Thanks for the link. Any time I do a support chat they always tell me to ask in the developer forum which is why I was unaware of the ability to create tickets.

I guess I’ll do some more digging.

Yeah the normal support doesn’t handle API stuff. The API ticketing system though is handled by advanced reps familiar with the API. Also if you continue to see this, I can possibly open a ticket with Mashery, but it won’t go far without details like trace routes and stuff. So if you can collect that stuff I can see Mashey can take a look at it.

Good to know about the API ticketing system.

I’ll dig into this more when I have the time and see if I can reproduce the error reliably. If I can I’ll submit a ticket with more information. Thanks again!

@Steve_Iannopollo - Did you ever find a solution for this? We’re seeing the same issue with our Ruby implementation. If you have any insight that can set me down the right course it would be hugely appreciated.

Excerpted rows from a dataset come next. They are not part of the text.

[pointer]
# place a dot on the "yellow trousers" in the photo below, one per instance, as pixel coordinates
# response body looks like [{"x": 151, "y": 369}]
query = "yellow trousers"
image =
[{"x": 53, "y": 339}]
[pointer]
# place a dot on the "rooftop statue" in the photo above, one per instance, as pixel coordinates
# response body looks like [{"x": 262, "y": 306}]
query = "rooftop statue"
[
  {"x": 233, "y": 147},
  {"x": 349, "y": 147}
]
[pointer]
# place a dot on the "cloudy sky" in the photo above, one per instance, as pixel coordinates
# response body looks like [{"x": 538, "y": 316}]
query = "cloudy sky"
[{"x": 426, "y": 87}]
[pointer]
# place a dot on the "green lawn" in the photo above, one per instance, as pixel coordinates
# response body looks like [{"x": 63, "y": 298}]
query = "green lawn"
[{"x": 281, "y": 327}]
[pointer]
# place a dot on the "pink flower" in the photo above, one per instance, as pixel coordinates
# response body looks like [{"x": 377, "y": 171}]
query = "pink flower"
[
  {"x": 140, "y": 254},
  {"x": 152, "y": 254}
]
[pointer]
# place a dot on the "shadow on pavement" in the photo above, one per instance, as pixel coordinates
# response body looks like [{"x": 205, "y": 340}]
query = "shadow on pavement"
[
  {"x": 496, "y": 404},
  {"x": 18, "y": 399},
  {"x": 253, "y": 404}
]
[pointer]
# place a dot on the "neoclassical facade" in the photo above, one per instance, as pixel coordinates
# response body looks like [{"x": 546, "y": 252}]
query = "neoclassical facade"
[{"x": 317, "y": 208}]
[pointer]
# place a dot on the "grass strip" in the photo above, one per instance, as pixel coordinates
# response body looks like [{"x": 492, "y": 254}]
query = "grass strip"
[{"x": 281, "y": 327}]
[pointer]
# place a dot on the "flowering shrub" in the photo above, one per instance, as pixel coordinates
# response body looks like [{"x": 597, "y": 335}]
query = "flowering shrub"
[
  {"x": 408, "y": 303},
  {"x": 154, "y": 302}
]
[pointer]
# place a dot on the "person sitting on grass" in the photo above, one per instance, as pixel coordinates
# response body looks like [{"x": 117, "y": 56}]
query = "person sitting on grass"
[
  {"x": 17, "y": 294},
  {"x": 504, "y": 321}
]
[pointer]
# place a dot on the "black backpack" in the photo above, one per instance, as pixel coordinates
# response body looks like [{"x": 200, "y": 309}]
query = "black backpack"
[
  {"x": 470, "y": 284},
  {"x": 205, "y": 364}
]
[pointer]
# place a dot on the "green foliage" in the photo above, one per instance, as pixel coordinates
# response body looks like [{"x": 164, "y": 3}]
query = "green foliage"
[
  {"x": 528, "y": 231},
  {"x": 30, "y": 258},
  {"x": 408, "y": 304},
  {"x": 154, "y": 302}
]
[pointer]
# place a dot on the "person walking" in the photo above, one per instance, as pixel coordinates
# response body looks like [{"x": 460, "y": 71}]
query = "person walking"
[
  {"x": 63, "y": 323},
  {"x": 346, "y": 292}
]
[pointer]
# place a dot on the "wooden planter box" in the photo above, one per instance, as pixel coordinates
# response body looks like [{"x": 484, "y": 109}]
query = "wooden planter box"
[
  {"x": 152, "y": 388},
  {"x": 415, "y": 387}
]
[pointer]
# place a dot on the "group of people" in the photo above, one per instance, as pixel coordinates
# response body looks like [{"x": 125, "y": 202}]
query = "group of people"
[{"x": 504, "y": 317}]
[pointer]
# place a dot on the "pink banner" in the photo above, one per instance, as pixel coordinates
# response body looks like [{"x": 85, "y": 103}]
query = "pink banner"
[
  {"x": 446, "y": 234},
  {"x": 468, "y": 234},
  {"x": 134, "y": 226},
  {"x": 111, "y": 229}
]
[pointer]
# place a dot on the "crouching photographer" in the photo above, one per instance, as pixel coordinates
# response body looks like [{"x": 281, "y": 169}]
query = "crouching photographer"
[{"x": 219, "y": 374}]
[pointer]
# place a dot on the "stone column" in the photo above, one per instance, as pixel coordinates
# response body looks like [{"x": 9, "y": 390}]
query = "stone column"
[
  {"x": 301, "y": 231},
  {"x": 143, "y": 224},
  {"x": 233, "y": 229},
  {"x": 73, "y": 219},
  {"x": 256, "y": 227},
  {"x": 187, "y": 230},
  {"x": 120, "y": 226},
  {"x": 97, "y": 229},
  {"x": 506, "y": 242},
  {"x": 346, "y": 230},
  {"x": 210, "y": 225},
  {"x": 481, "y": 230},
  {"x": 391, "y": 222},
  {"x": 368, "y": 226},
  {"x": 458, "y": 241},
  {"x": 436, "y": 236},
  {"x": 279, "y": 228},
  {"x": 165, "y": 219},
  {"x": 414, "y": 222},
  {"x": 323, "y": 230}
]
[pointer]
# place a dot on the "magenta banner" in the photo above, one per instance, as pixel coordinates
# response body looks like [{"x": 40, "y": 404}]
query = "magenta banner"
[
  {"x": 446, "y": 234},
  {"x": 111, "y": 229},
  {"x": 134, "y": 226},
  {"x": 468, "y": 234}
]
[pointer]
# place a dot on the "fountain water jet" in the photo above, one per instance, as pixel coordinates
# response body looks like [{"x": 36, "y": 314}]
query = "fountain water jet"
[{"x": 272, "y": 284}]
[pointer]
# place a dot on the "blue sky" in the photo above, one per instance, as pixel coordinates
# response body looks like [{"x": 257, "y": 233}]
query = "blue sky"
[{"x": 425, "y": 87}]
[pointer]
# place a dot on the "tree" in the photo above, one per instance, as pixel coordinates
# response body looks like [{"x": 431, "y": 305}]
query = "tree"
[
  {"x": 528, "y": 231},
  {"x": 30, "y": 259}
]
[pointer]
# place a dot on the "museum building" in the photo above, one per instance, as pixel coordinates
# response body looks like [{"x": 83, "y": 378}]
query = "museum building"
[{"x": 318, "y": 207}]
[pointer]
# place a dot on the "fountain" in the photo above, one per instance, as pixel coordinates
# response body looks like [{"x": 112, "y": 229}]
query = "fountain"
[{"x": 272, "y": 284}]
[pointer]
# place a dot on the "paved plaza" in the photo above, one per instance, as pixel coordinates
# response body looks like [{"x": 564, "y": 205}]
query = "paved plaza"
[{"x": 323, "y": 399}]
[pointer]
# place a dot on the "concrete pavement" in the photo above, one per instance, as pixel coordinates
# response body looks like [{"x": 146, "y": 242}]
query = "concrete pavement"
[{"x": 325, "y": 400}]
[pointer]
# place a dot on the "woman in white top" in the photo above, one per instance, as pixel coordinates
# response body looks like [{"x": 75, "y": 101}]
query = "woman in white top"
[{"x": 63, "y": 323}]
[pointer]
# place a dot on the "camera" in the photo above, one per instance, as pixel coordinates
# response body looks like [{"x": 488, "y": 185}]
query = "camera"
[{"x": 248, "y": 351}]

@Joe_Peduto I just started handling these like timeout errors (rescue and retry a few times) and that seems to have cleared up the issue. Here is what my code looks like while calling IFS using the xmlrpc/client library:

def call(*args)
  result, retries = nil, 0
  begin
    silence_stream(STDERR) do
      result = xmlrpc.call *args
    end
  rescue OpenSSL::SSL::SSLError => e
    # According to IFS devs this is a timeout in the SSL handshake between us and them
    # So we should be able to retry this without ill effects
    if e.message =~ /SSL_connect SYSCALL/
      retries += 1
      if retries > 3
        log "*** INFUSION SSL ERROR: Handshake timeout (max retries reached) *** #{e.message}"
        raise e
      else
        log "*** INFUSION SSL ERROR: Handshake timeout (retry #{retries} of 3) *** #{e.message}"
        retry
      end
    else
      raise e
    end
  end
  
  result
end

10-4 @Steve_Iannopollo Thanks much. We’ll work towards the same.